Женщина разделась, чтобы высушить куртку, и сидела во влажной футболке у костра. Она распустила волосы, ее груди обнаруживались под мокрой тканью, и его снова охватило возбуждение. Он чувствовал, что сейчас должно что-то произойти, – и, глядя на вызывающе бесстыжую Анну, с трудом удерживался от того, чтобы не наброситься на нее, ибо здесь, в этой пещере, не существовало никаких прав, кроме права силы, и ничто не останавливало его.
Анна подняла на Верстова глаза: при отблесках костра, бородатый, кряжистый, пахнущий потом, он был похож в эту минуту на злодея Синюю Бороду – и ей вдруг пришло в голову, что Верстов про эту пещеру знал очень давно, не она первая была им привезена и где-то здесь лежат скелеты убитых им женщин.
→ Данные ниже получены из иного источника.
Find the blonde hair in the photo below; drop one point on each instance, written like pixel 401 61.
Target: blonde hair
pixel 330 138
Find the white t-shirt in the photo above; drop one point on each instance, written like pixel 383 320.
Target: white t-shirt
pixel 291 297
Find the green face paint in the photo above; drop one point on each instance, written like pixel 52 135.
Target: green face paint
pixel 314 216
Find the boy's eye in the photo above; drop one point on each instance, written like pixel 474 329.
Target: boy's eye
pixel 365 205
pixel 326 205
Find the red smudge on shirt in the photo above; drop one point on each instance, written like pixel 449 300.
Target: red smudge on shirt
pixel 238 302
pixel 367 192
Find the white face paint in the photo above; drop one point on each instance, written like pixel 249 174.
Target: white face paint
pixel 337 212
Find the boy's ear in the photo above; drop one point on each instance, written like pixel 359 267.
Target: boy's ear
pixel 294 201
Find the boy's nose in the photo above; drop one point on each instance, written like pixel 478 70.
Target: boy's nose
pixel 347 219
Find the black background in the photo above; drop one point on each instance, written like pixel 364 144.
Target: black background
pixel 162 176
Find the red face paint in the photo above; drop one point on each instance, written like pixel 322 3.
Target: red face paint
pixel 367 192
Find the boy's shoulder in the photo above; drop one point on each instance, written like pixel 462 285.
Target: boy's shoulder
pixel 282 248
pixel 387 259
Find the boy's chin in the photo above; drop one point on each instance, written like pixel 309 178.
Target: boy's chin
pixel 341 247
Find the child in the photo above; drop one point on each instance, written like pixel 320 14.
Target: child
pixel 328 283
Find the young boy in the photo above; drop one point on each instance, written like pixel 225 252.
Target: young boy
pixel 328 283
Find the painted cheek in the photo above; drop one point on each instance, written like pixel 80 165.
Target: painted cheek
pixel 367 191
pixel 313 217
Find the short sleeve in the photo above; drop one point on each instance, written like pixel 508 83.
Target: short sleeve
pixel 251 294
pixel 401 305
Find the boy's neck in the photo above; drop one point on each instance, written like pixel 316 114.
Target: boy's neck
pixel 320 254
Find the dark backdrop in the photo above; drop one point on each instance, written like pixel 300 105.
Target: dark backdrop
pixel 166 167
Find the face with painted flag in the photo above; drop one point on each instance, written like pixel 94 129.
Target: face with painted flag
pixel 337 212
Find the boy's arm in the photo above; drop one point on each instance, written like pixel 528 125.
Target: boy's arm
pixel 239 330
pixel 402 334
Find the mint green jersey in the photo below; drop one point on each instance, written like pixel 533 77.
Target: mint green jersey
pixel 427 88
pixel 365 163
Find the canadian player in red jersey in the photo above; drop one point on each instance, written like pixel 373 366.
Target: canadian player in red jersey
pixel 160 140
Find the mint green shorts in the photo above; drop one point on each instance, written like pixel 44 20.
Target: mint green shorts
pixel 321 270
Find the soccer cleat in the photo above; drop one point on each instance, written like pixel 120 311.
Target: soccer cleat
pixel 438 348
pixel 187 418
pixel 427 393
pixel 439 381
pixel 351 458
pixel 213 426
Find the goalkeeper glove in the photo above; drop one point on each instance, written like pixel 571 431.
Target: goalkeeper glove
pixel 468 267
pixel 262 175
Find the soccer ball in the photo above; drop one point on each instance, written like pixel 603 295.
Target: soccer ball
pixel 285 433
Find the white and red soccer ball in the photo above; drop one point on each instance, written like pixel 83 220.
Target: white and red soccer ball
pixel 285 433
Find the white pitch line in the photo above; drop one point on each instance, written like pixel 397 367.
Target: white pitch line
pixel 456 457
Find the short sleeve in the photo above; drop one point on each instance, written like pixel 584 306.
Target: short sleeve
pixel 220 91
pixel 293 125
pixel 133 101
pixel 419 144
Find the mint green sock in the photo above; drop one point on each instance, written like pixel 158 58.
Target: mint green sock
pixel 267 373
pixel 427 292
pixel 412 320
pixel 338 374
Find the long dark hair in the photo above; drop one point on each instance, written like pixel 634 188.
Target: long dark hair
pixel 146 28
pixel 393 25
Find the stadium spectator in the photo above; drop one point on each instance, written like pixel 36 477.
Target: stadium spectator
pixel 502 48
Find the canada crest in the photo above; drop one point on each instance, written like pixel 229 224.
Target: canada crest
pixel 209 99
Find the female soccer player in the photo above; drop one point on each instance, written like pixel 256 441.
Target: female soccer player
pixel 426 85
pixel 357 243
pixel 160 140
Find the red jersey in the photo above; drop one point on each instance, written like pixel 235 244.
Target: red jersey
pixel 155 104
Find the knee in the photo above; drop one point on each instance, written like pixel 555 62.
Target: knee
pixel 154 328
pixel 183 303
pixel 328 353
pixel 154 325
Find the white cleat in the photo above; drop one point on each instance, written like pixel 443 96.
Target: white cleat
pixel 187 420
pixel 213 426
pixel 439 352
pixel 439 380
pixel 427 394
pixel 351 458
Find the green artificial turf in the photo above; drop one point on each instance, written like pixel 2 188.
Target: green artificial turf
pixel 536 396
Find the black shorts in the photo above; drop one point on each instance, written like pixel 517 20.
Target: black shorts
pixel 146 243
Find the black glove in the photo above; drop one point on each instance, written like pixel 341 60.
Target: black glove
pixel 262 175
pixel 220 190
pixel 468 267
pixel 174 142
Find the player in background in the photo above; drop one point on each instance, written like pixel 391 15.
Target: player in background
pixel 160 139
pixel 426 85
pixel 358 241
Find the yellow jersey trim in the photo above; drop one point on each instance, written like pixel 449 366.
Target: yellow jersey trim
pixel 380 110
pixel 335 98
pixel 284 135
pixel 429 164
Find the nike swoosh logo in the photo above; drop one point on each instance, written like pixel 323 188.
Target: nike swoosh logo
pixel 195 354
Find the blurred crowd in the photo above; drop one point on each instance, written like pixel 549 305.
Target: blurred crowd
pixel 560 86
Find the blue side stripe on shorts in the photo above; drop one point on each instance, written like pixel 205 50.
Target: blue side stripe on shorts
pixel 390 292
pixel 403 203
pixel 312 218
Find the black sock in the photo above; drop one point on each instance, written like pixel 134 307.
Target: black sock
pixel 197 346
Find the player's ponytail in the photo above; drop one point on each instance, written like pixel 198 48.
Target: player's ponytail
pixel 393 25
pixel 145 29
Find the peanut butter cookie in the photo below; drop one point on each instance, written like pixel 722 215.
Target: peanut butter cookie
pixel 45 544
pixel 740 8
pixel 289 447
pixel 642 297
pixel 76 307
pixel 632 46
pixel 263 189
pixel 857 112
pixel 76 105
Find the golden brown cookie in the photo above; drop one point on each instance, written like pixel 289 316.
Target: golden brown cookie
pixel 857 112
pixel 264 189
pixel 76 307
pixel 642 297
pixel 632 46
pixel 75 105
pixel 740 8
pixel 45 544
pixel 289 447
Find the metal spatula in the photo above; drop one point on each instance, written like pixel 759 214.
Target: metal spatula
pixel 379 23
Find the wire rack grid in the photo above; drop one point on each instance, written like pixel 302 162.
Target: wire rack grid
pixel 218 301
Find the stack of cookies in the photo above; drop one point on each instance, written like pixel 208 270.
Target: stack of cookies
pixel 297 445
«Когда ты уснешь, – пробормотал про себя Верстов, – я положу все самое необходимое в плот и уплыву. Река прибывает, там, наверху, уже началось наводнение, все эти мелкие ручейки, что стекали с гор, превратились в реки, вода дойдет досюда и сегодня или завтра зальет пещеру и принесет новые плавуны. Ты проснешься от одиночества, ты почувствуешь себя брошенной и поймешь, что это такое. Ты вспомнишь, если забыла, как это, когда тебя бросают, не очередной любовник, которого ты завтра заменишь другим и утешишься, а бросают один на один с темной водой. Ты испытаешь страх – а все, что будет дальше, меня не интересует. Может быть, ты спасешься, может быть, нет – Бог тебе судья, и пусть там решают, достойна ты жить или с тебя хватит. Но если умрешь, я обеспечу твоих детей – пусть это тебя утешит».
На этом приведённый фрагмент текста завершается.